My first thought was to just feed the signal into transistor base (capable of 4GHz) through a 1K resistor.
Um, you should definitely impedance-match your amplifier. That might mean you essentially have something like a close-to-50 Ω terminated line from which you "steal" your base current through some larger base resistor, but it should definitely not simply be "signal line -> 1 kΩ -> base".
and add low/high-pass filters later.
Since a transistor used for power amplification will not operate within a linear range: Not later, now. A non-linear device is a mixer, and you're producing every product (and squares) of the harmonic signals within your input, which means components at DC, at twice your carrier frequency, three times... and if you got multiple tones inside your signal, the difference and sum and difference-of-sums frequencies of these.
In the end, neither us nor you nor the regulatory bodies involved want that you get beef with the ENS.
My assumptiom is that alufoil wrapped around the wire to my breadboard,
RF and breadboard are already a bad combination.
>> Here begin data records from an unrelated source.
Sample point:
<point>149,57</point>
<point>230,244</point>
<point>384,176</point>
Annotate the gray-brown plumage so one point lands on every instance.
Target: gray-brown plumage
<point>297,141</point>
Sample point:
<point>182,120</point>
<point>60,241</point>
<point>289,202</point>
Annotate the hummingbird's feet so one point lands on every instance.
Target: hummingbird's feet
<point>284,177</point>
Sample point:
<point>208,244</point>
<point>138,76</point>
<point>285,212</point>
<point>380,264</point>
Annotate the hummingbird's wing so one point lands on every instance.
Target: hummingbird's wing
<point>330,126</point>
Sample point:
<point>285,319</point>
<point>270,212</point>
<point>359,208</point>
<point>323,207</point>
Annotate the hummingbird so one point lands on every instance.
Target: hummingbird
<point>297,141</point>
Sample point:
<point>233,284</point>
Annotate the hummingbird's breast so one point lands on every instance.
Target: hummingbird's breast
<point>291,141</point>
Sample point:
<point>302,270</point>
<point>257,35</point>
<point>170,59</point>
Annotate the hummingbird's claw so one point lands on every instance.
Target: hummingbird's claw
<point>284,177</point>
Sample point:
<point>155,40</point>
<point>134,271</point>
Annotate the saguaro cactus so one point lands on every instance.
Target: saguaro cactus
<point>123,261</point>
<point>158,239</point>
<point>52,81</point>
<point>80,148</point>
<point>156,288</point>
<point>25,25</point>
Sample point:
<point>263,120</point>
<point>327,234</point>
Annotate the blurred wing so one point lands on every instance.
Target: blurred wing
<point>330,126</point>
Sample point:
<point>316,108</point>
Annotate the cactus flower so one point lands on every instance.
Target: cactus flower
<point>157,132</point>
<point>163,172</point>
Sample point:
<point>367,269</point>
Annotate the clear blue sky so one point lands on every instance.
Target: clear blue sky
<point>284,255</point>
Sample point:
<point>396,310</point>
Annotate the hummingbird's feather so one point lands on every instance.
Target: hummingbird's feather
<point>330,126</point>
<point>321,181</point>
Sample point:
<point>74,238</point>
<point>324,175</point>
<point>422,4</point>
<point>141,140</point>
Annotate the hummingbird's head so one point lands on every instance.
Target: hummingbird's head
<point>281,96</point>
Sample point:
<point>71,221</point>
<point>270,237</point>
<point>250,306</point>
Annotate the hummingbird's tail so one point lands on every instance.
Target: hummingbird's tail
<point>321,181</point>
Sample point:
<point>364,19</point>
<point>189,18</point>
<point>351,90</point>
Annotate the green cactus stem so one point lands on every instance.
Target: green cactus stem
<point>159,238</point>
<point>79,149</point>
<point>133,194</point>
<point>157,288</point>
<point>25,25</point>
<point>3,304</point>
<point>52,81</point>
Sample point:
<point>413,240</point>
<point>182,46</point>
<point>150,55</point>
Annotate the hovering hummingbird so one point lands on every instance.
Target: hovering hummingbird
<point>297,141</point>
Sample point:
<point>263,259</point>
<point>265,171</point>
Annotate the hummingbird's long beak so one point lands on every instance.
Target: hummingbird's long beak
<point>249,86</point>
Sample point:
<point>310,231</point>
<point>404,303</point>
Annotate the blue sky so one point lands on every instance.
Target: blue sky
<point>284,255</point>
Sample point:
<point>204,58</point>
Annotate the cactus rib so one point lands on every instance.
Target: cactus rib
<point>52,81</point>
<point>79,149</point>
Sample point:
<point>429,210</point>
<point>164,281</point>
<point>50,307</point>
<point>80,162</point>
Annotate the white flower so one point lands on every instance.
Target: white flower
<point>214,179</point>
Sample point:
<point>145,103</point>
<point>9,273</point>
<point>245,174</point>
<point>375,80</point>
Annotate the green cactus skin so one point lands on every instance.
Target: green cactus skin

RF, breadboard and amplification are a recipe for unexpected emissions and crosstalk. Don't use breadboard. Get a piece of copper-clad PCB material, and use a knife to "cut free" traces on that, and solder your components onto that.
If you can (that's already a bit tricky), use a trace width that implies good impedance matching (assuming you have a second copper plane on the bottom side of your board).
There's also testboards for RF transistors which you can order, or download the manufacturing files from the producers of these transistors. Also, it's not that hard to design a small board, e.g. with eagle or kicad, that has the right trace width, a ground plane, easy-to-solder holes or contact pads and contacts for edge coaxial connectors, and then order these for < 5$ from places like OSHPark.